Questo principio ha implicazioni dirette anche per il mondo dello sport, sia a livello agonistico che amatoriale. Si offre alla riflessione critica l’idea che anche la mancanza di regolamenti inclusivi possa costituire una discriminazione indiretta, nella misura in cui impedisce agli atleti con disabilità di partecipare alle competizioni a parità di condizioni con gli altri.
Proprio questa disposizione del D.lgs. 62/2024 potrebbe essere interpretata estensivamente per affermare che anche nello sport esiste l’obbligo di garantire la partecipazione su base di uguaglianza. Rafforzando, quindi, quanto già previsto dall’art. 2 della l. 67/2006 che stabilisce che le persone con disabilità non possono essere discriminate nei diversi ambiti della vita sociale, incluso lo sport.
Questo porterebbe, ad esempio, a rivalutare i regolamenti che consentono di non tenere in considerazione le diverse situazioni. Certamente fermandosi ogni qual volta l’onere non sia proporzionato e le modifiche non sostenibili in considerazione del fatto che uno degli aspetti chiave degli accomodamenti ragionevoli dovrebbe essere proprio il bilanciamento tra le esigenze dell’atleta con disabilità e l’onere organizzativo e finanziario per le federazioni.

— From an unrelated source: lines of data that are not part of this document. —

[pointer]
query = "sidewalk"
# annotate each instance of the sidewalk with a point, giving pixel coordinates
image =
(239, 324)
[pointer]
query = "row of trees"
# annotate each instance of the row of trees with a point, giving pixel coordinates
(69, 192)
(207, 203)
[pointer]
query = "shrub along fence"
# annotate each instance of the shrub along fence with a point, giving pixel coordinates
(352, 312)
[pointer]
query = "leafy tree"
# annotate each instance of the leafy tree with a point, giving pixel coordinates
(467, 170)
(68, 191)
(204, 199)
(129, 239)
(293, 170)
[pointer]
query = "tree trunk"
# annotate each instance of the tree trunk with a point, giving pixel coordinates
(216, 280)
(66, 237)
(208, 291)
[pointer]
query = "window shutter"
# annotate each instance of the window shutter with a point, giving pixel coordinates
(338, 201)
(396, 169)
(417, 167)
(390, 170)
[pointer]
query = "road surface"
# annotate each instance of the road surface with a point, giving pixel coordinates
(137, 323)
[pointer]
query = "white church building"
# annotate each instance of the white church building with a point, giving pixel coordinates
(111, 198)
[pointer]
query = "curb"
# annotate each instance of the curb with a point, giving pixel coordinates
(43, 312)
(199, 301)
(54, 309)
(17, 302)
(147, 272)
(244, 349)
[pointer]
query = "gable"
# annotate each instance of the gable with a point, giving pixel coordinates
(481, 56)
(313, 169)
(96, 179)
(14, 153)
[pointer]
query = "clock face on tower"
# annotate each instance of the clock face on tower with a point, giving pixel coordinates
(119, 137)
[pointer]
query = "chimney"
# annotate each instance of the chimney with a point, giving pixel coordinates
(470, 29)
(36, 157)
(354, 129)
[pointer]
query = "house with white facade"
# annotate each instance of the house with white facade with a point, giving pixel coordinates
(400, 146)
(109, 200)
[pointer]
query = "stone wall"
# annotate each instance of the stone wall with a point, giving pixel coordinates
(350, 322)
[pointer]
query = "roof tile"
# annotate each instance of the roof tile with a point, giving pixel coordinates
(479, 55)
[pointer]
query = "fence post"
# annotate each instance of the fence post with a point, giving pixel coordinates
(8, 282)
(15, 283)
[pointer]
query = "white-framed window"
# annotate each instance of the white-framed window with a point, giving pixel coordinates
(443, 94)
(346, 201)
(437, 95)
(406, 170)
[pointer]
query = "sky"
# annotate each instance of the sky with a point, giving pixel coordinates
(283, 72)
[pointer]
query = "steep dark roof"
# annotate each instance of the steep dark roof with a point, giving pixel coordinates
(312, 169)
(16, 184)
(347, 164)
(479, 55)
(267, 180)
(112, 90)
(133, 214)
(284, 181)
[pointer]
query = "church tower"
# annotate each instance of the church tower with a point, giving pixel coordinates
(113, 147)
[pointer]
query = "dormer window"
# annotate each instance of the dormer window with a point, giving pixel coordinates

Se la creazione di una categoria separata per atleti senza protesi dovesse comportare costi eccessivi o un numero troppo ridotto di partecipanti, si potrebbe valutare un’alternativa che mantenga l’equità senza compromettere la sostenibilità delle competizioni.
I casi giudiziari in Italia e a livello internazionale mostrano che le discriminazioni nello sport non derivano solo da esclusioni dirette, ma spesso da regolamenti obsoleti o male applicati. Applicare il concetto di accomodamento ragionevole significa non solo modificare le regole, ma anche trasformare la cultura sportiva, affinché lo sport sia realmente accessibile a tutti.